Тантадруй благодарно смотрел на добрые лица и влажные глаза, а Перегрин тем временем повесил ему на плечи веревку с колокольчиками и перевязал его крест-накрест и вокруг пояса.
— Теперь к Хотейцу, и божорно-босерна! — повелительно громыхнул Лука, отсалютовал всем и повернулся к двери. Русепатацис, Матиц Ровная Дубинка и Тантадруй послушно следовали за ним.
В этот миг растворилась дверь, и на пороге появился Батов Янез, по кличке Янез Жачем. Это был человек тоже в своем роде лишившийся рассудка, очень серьезный и хмурый. Он не был ни злым, ни буйным, однако почти все его избегали, потому что своим вечным шепелявым «жачем?» он многим портил настроение и ставил их в смешное положение. И на сей раз с ним поздоровался только Найденыш Перегрин.

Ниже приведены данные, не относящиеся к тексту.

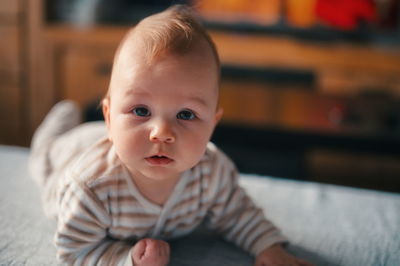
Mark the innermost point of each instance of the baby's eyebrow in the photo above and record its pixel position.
(198, 100)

— Ну-ка, входи, Янез, чтоб мы уж все были в одной куче, хотя этот мир огромен!
— Жачем огромен? — вопросил Янез Жачем.
— Затем, что человек мал! — усмехнулся Перегрин.
— Жачем человек мал?
— Затем, что ему трудно живется!
— Жачем человек живет?
— Затем, чтобы бога славить! — заверещал Преподобный Усач, выскакивая из-под стола.

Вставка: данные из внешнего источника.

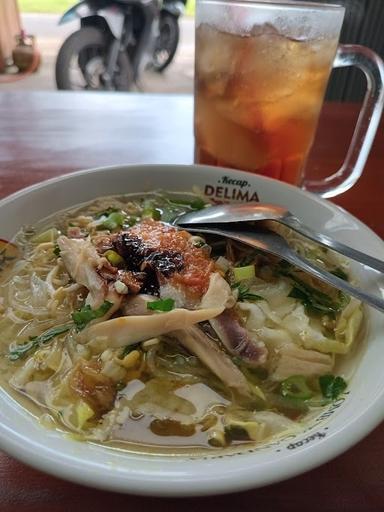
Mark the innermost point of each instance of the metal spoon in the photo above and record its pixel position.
(275, 244)
(242, 212)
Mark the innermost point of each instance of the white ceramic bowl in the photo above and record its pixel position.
(332, 432)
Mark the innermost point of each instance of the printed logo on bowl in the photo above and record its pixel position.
(227, 189)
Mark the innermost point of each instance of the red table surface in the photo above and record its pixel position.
(43, 135)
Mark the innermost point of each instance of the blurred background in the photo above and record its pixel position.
(30, 39)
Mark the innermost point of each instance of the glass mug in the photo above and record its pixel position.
(261, 71)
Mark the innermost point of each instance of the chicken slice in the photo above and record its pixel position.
(128, 330)
(293, 360)
(199, 344)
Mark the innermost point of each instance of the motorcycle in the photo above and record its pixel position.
(116, 41)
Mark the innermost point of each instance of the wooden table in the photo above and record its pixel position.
(47, 134)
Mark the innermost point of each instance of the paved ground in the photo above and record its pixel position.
(177, 78)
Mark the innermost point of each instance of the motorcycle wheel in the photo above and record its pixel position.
(166, 44)
(81, 62)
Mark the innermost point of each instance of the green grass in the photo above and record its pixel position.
(190, 10)
(59, 6)
(46, 6)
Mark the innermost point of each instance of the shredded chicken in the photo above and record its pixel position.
(198, 343)
(128, 330)
(292, 360)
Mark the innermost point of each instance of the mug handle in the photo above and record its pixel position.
(373, 67)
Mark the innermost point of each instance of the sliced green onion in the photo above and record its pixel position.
(50, 235)
(113, 221)
(19, 351)
(242, 273)
(161, 305)
(296, 387)
(86, 314)
(114, 258)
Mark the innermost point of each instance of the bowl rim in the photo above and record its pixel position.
(230, 481)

— А ты иди обратно! — загрохотал Округличар, снова опуская тяжелую руку на его острую головенку.
— Жачем обратно? — осведомился Янез.
— Затем, что он нам надоел! — отрубил Округличар.
— Жачем надоел?
— Хоть ты не надоедай! — в сердцах закричал Округличар и подступил к нему со стаканом вина. — На, пей! Золотое, как солнышко!
— Жачем солнышко? — угрюмо вопросил Янез.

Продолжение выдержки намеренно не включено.